9 — Ни Скотт, ни Байрон, ни Сенека... — Сенека (ок. 4 г. до н. э. — 65 г. н. э.) — римский философ-стоик и драматург.

10 — Ни даже Дамских Мод Журнал... — Н. Л. Бродский полагает, что речь идет о «Дамском журнале» П. И. Шаликова (Бродский. С. 238). Принять это предположение невозможно: журнал Шаликова не был журналом мод, а представлял собой литературно-критическое издание. Публикация «модных картинок», после «Московского Меркурия» П. И. Макарова, производилась многими журналами, что, однако, не давало оснований называть их «журналами мод». Так, истинно провинциальная барыня — Наталья Павловна из «Графа Нулина» — узнавала последние моды из «Московского телеграфа»:
Позвольте видеть ваш убор...
Так: рюши, банты... здесь узор...
Все это к моде очень близко. —
«Мы получаем Телеграф» (V, 7).

Однако о Татьяне П сказал прямо: «Журналов наших не читала» (3, XXVI, 6), а перерабатывая для отдельного издания первых шести глав текст, заменил:
Я знаю: дам хотят заставить
Читать по-русски.
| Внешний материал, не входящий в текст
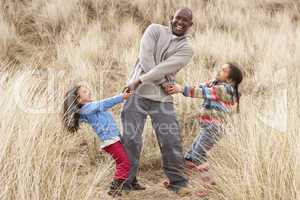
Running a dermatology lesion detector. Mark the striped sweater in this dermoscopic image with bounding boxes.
[183,80,240,123]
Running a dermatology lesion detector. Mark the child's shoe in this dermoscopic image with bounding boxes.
[196,162,209,172]
[175,186,193,197]
[107,179,124,197]
[131,181,146,191]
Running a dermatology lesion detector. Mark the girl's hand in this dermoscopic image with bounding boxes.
[165,83,183,94]
[123,88,133,100]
Право, страх!

на:
Читать журналы. Право, страх.
(Временник, 2. С. 9)

Представить Татьяну читающей имевший полуанекдотический характер журнал Шаликова значило бы приравнять ее к провинциальной посредственности псковских барышень, о которых П писал в набросках строфы XVII-a четвертой главы (см. с. 507). Специального журнала дамских мод в России в начале XIX в, не было; здесь имеется в виду европейски известное французское периодическое издание «Journal des dames et des modes», выпускавшееся в ту пору гравером Ламесанжером. Журнал этот выходил с 1797 по


659

1838 г. (всего за 42 года издания вышло 3600 номеров) и считался общеевропейским законодателем мод.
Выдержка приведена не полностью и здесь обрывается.